Chapter 15

Keri

I fidget impatiently, waiting for the hours to pass until I escape the confines of the library. There is not much that requires my attention since Lynn took care of all the tasks that I normally space throughout the day. At this point, as far as my assigned duties at the library go, I’m nothing more than a glorified babysitter. At least it gives me more time for the leg of research I’m pursuing. Lynn’s notes from the line of inquiries I gave her to look into sits to the right of my elbow so that I can take them home and look them over tonight.

I tap my foot as I pull out the grimoire I’ve been studying for the last few days and my notebook. This book has been more difficult for me to get through than most. My trouble with it isn’t due to the subject matter. Everything within the pages is not only fascinating but also extremely informative. It is no wonder that the council decided to hide this volume in the vault, though it’s equally a pity for all the valuable information it contains. The mage who wrote this volume was an exceptional magician and an accomplished alchemist. Just reading what little I have has filled pages upon pages of my notebook not only with notes taken directly from the grimoire but also with some of my own thoughts and ideas to try.

My trouble with the text lies in one area alone—one eye-straining and headache-inducing area. As brilliant as the man was, his handwriting is atrocious. I can barely make out some of the faded words, especially now that I have gotten to this section regarding the occult matter of water and the sea, and the denizens within. I smile because not too long ago I would have taken that latter as representing immaterial beings. I never would have believed that Aquanas, or any other species, shared our world with us in the most literal sense. Strange that something so well-known became lost so easily. It has given me a new appreciation for the old grimoires and how what might have once been considered figurative may not have been.

This section on water is exceptionally interesting. The prima materia, the higher essence of water that shapes the world by its transmutation. Gerald Vancourte continues to speak of how aquatic entities are by nature specialists of transmutation, their primal connection to the element allowing them to break down and reform as they contain within their material form the substance of this power. This is what allows them to venture among men. Although each species appears to have differences, there are things in common—every night the sea reclaims that which belongs to it, and every day when the moon is full, that which is of the sea remains locked within it.

I bite my lip, recalling that Ro will soon have to return to the sea. He will never be able to go far from it no matter how much he wants to because he will always have to return to it at least every twenty-eight days whether he wants to or not. According to this book, aquatic species experience any intense interrelationship energetically with the sea’s daily pull. Given that line of reasoning, and what I know of the supplement from talking to Ro as well as a pair of kelpies who visited the library the other day, it works by blocking that specific energy connection. The side effects are bad, however. I can’t even imagine the pain that they suffer when they are forced to return to the water. I definitely can’t imagine anyone actually wanting that when it’s clear that separation from the sea causes such vicious withdrawal.

It makes me wonder what other side effects the supplement has. Are they dangerous? Do they worsen over time from taking it? If so, I’m glad that Ro ran out. Even if our time is limited this evening, I would prefer to spend what little time I can with him rather than know that he would suffer—and in the long term perhaps in ways that no one yet knows.

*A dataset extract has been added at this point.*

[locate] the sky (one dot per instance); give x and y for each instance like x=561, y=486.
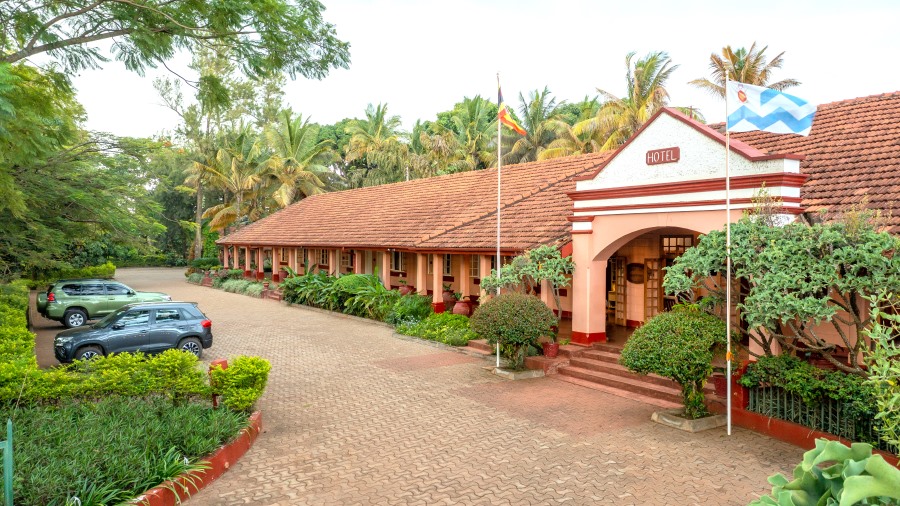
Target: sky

Why would Ro even want something like that anyway? Sure, it limits his ability to explore if he must return every night, but surely there must be a better way. If it came right down to it, I would much rather find a way to brew a potion that could allow me to be underwater with him for a day while we work together rather than harm him regardless of how much it makes my skin crawl.

I think I could deal with my fear of the sea under those terms—as long as we stay safely near the shore. And away from sharks. And if he really wants something to help him stay out of the water for a long period of time, then I can create something better. But it would take time... and a whole lot more research.

I regard the grimoire in front of me again and reach for my phone. I need to know if Adiele has discovered anything more about the supplement. If I can at least get a framework for understanding how it works better, I might be able to work with that. Ro hasn’t mentioned wanting to acquire it again, but Adiele will also know if he’s still determined to get it. If so, I will do everything in my power to provide him with something better.

I gulp quietly as I pull up my friend’s number. Even if it means asking for help from the coven—and disappointing my parents that I’m exploring other avenues of magic afield of the family practice of divination—to keep Ro safe, I will do everything in my power to make him what he needs.

I won’t tell him yet, not until I know for sure what the best route to take is. There is no reason to potentially upset him right now. Especially not when he’s obviously looking forward to tonight. If I didn’t know better, I would swear that it’s a date.

It’s not a date. I can’t forget that. Whatever else Ro is looking for here—it’s not for me. He would have already said so if it was. I should be relieved that I don’t have to negotiate such a complicated relationship, so why does my heart hurt so damn much?